Car l’Europe est un continent. Seul de Gaulle l’avait envisagée comme un ensemble géopolitique composé de tous les Etats participant à son équilibre, avant que François Mitterrand ne reprenne l’idée sous la forme d’une Confédération européenne dont le projet fut trop vite abandonné.

Depuis 1945, ce qui se présente comme “l’Europe”, à l’Ouest du continent, n’est qu’un sous-ensemble tout à fait incapable d’assurer par lui-même la paix.

On cache souvent son impuissance sous de fiers slogans. Tel est le cas de celui qui affirme que “L’Europe, c’est la paix”. Comme réalité historique et comme promesse, c’est faux. Pendant la Guerre froide, ce ne sont pas les organes du Marché commun, de la Communauté économique européenne puis de l’Union européenne qui ont assuré la paix en Europe. Nul n’ignore que l’équilibre entre les grandes puissances a été maintenu par la dissuasion nucléaire et plus précisément par le potentiel de destruction massive dont disposaient les Etats-Unis, la Grande-Bretagne, l’Union soviétique et la France.

Les forces de l’Otan sous commandement américain offraient à l’Europe de l’Ouest un parapluie fragile puisque les Etats-Unis n’auraient pas mis en cause leur existence pour empêcher une très improbable offensive terrestre de l’Armée soviétique. Prête à toutes les éventualités mais pas à payer le prix d’un affrontement classique, la France, qui avait quitté le commandement intégré de l’Otan en 1966, considérait le territoire de la République fédérale d’Allemagne comme un glacis à portée de ses missiles nucléaires Pluton.

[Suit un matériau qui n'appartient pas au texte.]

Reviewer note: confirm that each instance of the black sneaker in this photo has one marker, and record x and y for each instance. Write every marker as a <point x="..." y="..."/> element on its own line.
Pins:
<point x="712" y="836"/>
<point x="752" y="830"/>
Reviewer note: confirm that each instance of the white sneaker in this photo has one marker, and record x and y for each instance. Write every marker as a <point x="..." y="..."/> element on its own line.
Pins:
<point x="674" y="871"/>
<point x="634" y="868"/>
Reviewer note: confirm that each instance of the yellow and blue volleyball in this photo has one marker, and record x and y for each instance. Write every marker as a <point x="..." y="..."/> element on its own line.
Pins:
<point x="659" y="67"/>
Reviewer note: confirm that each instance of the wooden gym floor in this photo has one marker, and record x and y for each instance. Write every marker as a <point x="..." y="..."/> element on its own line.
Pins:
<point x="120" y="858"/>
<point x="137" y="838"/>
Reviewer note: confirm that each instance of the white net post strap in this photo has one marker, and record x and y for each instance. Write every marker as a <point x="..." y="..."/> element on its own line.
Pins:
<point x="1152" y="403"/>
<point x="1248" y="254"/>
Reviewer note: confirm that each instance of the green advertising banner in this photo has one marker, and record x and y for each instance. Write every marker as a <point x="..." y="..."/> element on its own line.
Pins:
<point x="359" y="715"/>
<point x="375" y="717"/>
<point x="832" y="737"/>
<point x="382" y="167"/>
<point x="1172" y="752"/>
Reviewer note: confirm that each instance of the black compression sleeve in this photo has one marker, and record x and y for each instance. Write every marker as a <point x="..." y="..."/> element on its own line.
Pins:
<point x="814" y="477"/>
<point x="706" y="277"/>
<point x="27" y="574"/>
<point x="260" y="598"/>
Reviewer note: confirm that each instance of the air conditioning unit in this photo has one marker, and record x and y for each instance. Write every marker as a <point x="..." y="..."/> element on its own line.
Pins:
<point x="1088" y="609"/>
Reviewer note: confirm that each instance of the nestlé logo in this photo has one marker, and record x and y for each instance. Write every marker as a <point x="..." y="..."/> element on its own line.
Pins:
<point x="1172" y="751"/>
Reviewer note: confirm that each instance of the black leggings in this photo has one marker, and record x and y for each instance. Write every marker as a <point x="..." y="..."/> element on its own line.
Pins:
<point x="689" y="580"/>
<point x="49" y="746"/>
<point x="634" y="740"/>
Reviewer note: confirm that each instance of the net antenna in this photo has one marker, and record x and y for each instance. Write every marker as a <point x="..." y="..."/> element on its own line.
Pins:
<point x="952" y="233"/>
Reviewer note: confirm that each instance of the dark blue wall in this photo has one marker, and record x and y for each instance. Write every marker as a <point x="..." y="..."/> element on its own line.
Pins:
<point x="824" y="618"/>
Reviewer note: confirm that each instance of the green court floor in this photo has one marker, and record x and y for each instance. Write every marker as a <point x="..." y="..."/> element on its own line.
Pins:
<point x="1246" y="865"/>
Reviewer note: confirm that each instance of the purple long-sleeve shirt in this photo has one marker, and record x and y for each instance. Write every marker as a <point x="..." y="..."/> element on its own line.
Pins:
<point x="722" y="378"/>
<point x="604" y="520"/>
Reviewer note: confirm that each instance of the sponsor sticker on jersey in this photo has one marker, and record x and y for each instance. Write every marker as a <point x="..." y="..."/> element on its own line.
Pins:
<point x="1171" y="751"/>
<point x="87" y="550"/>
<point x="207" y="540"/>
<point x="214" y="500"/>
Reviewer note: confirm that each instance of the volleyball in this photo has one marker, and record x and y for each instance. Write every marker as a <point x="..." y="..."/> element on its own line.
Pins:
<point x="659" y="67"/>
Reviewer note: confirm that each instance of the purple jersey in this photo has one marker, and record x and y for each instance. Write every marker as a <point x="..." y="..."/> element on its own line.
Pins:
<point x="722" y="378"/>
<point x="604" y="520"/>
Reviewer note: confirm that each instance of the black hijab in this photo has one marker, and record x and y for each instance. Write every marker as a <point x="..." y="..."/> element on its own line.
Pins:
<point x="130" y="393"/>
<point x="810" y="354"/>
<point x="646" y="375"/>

La paix des cimetières périphériques

L’effondrement de l’Union soviétique a fait passer à l’arrière-plan les débats sur la dissuasion nucléaire mais il n’est toujours pas possible de glorifier une “Europe” pacifique et pacifiante. Depuis trente ans, nous avons vu s’établir la paix des cimetières périphériques, par la faute de certains Etats membres de l’Union européenne.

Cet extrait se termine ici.